Numerous other “adaptation” paradigms have been used to investigate the compensations set up in response to altered conditions. Among them, dynamical perturbations (either contactless Coriolis forces or force-field) and visuomotor rotation paradigms are the most commonly used. In contactless Coriolis force-field experiments, participants are required to perform reaching movements while sitting on a rotating chair (Coello et al., 1996, Lackner and Dizio, 1994, Lackner and DiZio, 2002). In force-field experiments, a manipulandum produces dynamic forces on the hand while subjects are performing reaching movement toward visual targets with this robotic arm (Shadmehr & Mussa-Ivaldi, 1994). In the case of visuomotor rotations, subjects’ index finger position is coupled with the position of a cursor on a screen while they are asked to perform reaching movement. The relationship between the hand position and the cursor position is then perturbed by imposing a clockwise or anti-clockwise rotation of the moving hand visual reafference (Krakauer et al., 2000, Krakauer, 2009, Prablanc et al., 1975).

In most contact force-field and visuomotor rotation paradigms, a critical feature is the subject's knowledge of a physical interacting interface (the manipulandum and its tactile feedback) between motor planning and endpoint visual representation. Moreover, in visuomotor rotation, the actual feedback is usually not a direct view of the hand position, but a virtual cursor image of the hand displayed on a screen. Conversely, contactless Coriolis force-field or prism paradigms are related to a contactless discrepancy between motor planning and visual reafference. Then, feedback is directly perceived.

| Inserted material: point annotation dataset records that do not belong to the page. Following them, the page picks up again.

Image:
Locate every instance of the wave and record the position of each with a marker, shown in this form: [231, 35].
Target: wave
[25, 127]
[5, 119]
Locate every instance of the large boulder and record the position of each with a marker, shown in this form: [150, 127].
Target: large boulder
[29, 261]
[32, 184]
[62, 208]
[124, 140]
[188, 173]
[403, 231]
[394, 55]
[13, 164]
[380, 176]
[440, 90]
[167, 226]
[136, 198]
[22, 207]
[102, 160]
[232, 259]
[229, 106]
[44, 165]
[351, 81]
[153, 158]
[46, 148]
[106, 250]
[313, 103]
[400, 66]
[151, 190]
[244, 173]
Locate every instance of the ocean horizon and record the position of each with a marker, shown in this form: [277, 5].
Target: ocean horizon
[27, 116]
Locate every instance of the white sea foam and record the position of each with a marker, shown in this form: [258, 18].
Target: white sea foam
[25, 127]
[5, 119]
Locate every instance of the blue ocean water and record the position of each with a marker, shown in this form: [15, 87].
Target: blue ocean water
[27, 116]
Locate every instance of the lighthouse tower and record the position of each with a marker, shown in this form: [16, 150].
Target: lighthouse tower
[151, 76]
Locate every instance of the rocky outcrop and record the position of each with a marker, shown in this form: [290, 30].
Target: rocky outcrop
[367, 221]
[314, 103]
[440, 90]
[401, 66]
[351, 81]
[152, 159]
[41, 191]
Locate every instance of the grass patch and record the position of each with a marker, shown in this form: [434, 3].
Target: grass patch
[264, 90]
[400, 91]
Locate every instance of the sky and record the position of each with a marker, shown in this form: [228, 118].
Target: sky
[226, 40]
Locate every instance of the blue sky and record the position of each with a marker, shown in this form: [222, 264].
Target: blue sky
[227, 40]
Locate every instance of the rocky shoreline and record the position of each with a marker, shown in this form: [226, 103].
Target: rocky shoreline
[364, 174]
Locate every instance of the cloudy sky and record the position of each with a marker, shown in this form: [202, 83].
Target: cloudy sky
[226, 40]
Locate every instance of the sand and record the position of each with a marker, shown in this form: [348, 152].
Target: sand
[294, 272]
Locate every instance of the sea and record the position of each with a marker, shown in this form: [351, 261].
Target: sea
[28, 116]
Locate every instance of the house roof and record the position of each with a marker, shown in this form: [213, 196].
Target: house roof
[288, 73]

Another methodological question deserves particular consideration concerning contact force-field and visuomotor rotation paradigms: how would the after-effects change if the contact with the manipulandum was suppressed while keeping the same structure of the adapted/learned movement? A few studies have considered this crucial question (Cothros et al., 2006, Kluzik et al., 2008) and concluded that most of the aftereffect, when present, resulted from the adaptation/learning of the interface properties rather than from the adaptation/learning of the subject's own sensorimotor system. By contrast, in prism adaptation, the after-effect's strength is the same when the prisms are removed or are replaced by null deviation sham prisms. In addition, the different paradigms are associated with various generalization properties. This could underlie the contribution of different processes.

Comparison of methodological aspects between “adaptation” paradigms may highlight the fact that adaptive processes actually involved are closely linked to the paradigm used. Through a comprehensive comparison between prisms and other adaptation paradigms, the scope of this review is to identify the contributions of context-dependent versus context-independent processes during these experiments. Particularly, we will focus on three methodological points associated with specific behavioral findings: application of the perturbation, conditions in which after-effects are tested, and assessment of generalization properties. We will discuss how these features could emphasize the possibility that different processes are actually involved. To achieve this, we will review the existing modelings of sensorimotor adaptation and the question of credit assignment. We will focus the review to four most-commonly used error-based paradigms that investigate reaching movements: prisms, Coriolis force-field, force-field and visuomotor rotations.